Prévenir plutôt que guérir 

Durant le mandat de Khiame, le royaume a été érigé en exemple dans la lutte contre le terrorisme. Le désormais ex-patron du BCIJ attribuait cette reconnaissance à une stratégie marocaine qui “ne comporte pas uniquement l’action sécuritaire”. Dans son entretien accordé à Maroc Hebdo, il y voit “une approche globale qui comprend d’autres volets, dont celui législatif, celui de la mise à niveau du champ religieux, de la lutte contre la précarité…

De cette approche est née une “collaboration étroite” entre les services de renseignements marocains et leurs homologues à l’étranger. “Nos services de renseignement ont cumulé une grande expérience, un savoir-faire et un savoir-agir, détaille Khiame dans le même entretien.  Il y a un échange de renseignements avec tous les pays amis, africains, arabes, occidentaux…” 

L’échange de renseignements avec la France, lors des attentats du 13 novembre 2015 à Paris, en est assurément le plus emblématique. “Nous avons travaillé comme si c’était chez nous, nous confiait, en mars 2018, une source sécuritaire mobilisée lors de l’enquête sur ces attentats.  Nous n’avons pas dormi, et la fierté ressentie quand on épargne un bain de sang n’a pas d’égal.” 

Pour rappel, le “bain de sang” était prévu entre les 18 et 19 novembre de la même année, au quartier de la Défense près de Paris.

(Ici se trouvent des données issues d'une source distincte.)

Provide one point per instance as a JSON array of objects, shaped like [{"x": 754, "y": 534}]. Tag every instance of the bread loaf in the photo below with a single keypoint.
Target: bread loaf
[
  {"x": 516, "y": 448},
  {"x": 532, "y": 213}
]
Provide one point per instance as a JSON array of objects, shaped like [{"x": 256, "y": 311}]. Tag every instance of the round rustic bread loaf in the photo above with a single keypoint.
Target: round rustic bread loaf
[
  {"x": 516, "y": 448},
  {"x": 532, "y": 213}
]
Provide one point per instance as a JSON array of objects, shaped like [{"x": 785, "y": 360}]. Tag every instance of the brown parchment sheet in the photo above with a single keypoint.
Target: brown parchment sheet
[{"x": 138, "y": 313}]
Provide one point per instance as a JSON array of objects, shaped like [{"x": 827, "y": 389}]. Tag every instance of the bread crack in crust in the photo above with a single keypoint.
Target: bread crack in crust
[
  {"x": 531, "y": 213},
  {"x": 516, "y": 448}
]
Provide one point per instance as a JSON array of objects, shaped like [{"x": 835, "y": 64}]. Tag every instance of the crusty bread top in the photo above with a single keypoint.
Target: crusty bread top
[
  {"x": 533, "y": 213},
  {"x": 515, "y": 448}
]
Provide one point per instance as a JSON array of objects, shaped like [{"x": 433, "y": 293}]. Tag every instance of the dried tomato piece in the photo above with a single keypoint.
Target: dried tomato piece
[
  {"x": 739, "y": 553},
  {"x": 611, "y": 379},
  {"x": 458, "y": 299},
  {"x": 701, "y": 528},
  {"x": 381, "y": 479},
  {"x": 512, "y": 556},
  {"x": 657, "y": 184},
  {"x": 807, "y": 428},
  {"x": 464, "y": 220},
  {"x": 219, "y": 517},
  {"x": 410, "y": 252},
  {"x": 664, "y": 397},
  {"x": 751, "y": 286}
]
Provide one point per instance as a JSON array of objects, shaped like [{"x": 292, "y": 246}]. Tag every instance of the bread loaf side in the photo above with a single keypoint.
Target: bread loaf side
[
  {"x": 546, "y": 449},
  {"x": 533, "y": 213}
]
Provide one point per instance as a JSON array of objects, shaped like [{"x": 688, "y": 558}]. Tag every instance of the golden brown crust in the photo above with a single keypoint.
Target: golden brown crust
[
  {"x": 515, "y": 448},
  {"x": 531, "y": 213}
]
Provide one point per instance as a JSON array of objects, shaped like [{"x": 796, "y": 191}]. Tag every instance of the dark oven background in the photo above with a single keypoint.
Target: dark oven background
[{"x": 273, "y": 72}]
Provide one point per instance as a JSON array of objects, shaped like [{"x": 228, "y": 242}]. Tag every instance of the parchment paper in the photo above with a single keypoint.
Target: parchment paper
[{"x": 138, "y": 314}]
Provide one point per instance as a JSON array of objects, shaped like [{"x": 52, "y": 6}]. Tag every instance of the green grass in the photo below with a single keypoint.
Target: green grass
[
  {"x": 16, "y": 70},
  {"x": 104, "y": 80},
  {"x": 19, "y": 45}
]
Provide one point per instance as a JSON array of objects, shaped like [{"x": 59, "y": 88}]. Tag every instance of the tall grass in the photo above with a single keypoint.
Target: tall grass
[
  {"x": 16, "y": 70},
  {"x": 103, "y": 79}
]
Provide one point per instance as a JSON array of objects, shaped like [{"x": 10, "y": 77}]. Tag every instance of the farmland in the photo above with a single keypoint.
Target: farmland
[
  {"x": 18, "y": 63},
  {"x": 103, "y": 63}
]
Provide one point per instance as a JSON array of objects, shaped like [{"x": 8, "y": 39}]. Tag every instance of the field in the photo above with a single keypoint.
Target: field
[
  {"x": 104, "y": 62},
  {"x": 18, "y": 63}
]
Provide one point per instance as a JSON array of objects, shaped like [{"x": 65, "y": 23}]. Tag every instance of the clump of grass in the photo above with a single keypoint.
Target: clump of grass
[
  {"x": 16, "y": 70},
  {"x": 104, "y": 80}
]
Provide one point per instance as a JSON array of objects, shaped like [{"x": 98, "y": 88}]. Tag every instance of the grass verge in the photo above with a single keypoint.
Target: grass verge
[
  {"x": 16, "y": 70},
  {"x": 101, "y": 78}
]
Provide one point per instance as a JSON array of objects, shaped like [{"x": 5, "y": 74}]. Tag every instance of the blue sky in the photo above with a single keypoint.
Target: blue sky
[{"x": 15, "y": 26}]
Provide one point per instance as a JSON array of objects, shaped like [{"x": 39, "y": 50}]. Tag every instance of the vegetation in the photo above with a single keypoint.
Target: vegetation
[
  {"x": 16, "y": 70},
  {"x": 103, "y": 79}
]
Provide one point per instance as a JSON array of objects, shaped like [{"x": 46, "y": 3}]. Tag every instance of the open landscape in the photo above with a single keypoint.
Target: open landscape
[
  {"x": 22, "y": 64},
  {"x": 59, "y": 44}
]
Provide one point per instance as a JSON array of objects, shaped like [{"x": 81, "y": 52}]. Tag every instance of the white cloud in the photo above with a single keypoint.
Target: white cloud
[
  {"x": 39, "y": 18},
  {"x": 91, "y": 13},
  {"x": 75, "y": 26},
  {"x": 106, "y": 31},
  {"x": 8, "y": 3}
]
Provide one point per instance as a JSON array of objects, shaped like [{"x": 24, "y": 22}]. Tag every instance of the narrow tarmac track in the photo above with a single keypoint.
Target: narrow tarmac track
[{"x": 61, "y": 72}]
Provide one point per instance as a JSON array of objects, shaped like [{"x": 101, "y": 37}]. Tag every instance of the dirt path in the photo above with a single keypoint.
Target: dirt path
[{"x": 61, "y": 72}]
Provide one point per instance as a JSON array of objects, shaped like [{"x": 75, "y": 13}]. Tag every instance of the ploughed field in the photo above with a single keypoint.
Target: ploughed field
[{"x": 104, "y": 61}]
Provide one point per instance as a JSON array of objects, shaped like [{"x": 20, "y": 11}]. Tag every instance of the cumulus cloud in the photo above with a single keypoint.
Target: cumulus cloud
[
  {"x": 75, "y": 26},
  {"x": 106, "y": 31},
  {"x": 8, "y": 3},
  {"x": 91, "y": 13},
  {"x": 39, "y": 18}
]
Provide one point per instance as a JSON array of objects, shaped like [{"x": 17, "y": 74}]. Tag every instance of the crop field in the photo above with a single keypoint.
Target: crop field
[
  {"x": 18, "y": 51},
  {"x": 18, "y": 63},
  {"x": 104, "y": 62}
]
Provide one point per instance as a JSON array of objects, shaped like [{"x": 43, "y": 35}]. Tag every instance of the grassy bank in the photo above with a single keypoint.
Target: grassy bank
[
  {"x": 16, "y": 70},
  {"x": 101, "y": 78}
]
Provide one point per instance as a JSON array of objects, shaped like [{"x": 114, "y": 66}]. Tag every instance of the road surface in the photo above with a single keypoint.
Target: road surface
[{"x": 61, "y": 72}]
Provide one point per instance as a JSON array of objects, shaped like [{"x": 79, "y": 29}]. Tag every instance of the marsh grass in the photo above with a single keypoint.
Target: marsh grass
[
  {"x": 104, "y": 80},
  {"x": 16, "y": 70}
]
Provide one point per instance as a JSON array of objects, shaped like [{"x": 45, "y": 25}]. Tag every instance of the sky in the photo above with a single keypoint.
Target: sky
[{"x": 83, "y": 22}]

Abdelhamid Abaaoud voulait se faire exploser au centre commercial des Quatre-Temps et son complice au commissariat de la Défense. Mais, le 18 à 4 heures du matin, le “terroriste belgo-marocain est tué à Saint-Denis dans un assaut des forces de police françaises, aiguillées par un renseignement des services marocains. La photo de la cousine d’Abaaoud, Hasna Aït Boulhacen, son identité et ses coordonnées sont livrées par les hommes de Hammouchi”, écrivait TelQuel en mars 2018.